For many Palestinians, Journalism is more than a profession. It’s how they tell their stories and share their personal accounts of life under Israel’s military occupation with the rest of the world. 

During the first Palestinian uprising in 1987, Israel withdrew the so-called “universal exit permit,” which allowed Palestinians to travel between the Gaza Strip, the West Bank, and Israel. Since then, Israel has tightened the restrictions on Palestinian mobility in and out of the Palestinian territories; during the Second Intifada in 2000, for instance, Palestinians needed an Israeli permit to travel outside and within the Palestinian territory. Over the last decade Israel has reinforced these procedures to unprecedented levels. 

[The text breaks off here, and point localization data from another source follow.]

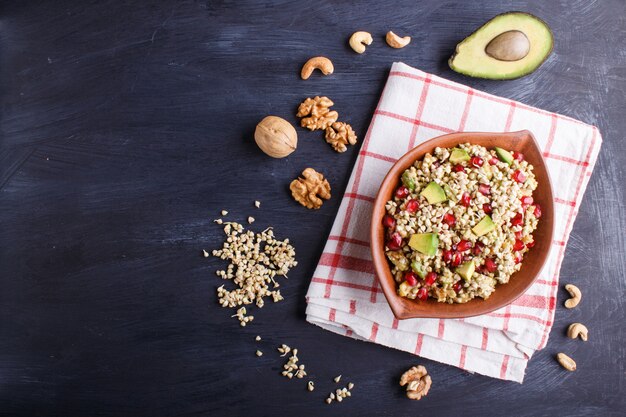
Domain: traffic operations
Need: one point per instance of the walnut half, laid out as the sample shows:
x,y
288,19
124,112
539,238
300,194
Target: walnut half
x,y
417,382
340,134
318,111
306,190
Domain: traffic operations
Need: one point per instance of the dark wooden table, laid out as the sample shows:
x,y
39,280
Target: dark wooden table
x,y
127,126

In particular, Palestinian journalists are subjected to even more severe restrictions, with dozens of them being barred from traveling and moving because of their work. Thus their reports, photos, videos – shared through traditional or social media – documenting Israeli violations or criticizing Israeli policies were subjected to increasing restrictions. 

These restrictions do not stop at keeping Palestinian journalists from leaving the Palestinian territories. They might also prevent them from returning after traveling abroad, as well as ban them from entering the Palestinian territories at all. It is clear that these illegal and unreasonable limitations on Palestinian journalists’ movements and travels are set to penalize them for their work.

Furthermore, they violate Israel’s occupying power obligations. The Israeli government should provide Palestinian journalists unrestricted access to and from the Palestinian territories, and within the towns as well. And should an exceptional circumstance need additional security measures, Israeli authorities must treat it individually in conformity with international law. 

Journalists holding cameras are considered as armed citizens, as reported by the Israeli commander Ran Kochav. According to the Palestinian Journalists Syndicate, over 50 Palestinian journalists have been killed since 2000. According to Reporters without Borders, in the following four years Israeli forces have fired live rounds, rubber bullets, stun grenades, and tear gas against 144 Palestinian journalists.

Israel’s most recent crime occurred on May 11, 2022, when the Palestinian-American journalist Shireen Abu Akleh was murdered in the occupied West Bank. She was shot in the head and killed early Wednesday morning while reporting for Al Jazeera’s Arabic service on an Israeli raid in Jenin. According to Palestinian sources and eyewitness testimonies by other present journalists, she was murdered in cold blood by an Israeli sniper. 

Journalists in the West Bank have been subjected to violations of press freedom by Israeli occupation troops. For Palestinian journalists the conflict with Israel has a significant impact, and covering protests is particularly perilous. They face arrests, assault, injuries, equipment destruction, legal actions, and accreditation denial.

This systematic targeting has been condemned by the International Federation of Journalists and the Palestinian Journalists Syndicate, in an attempt to put an end to the impunity.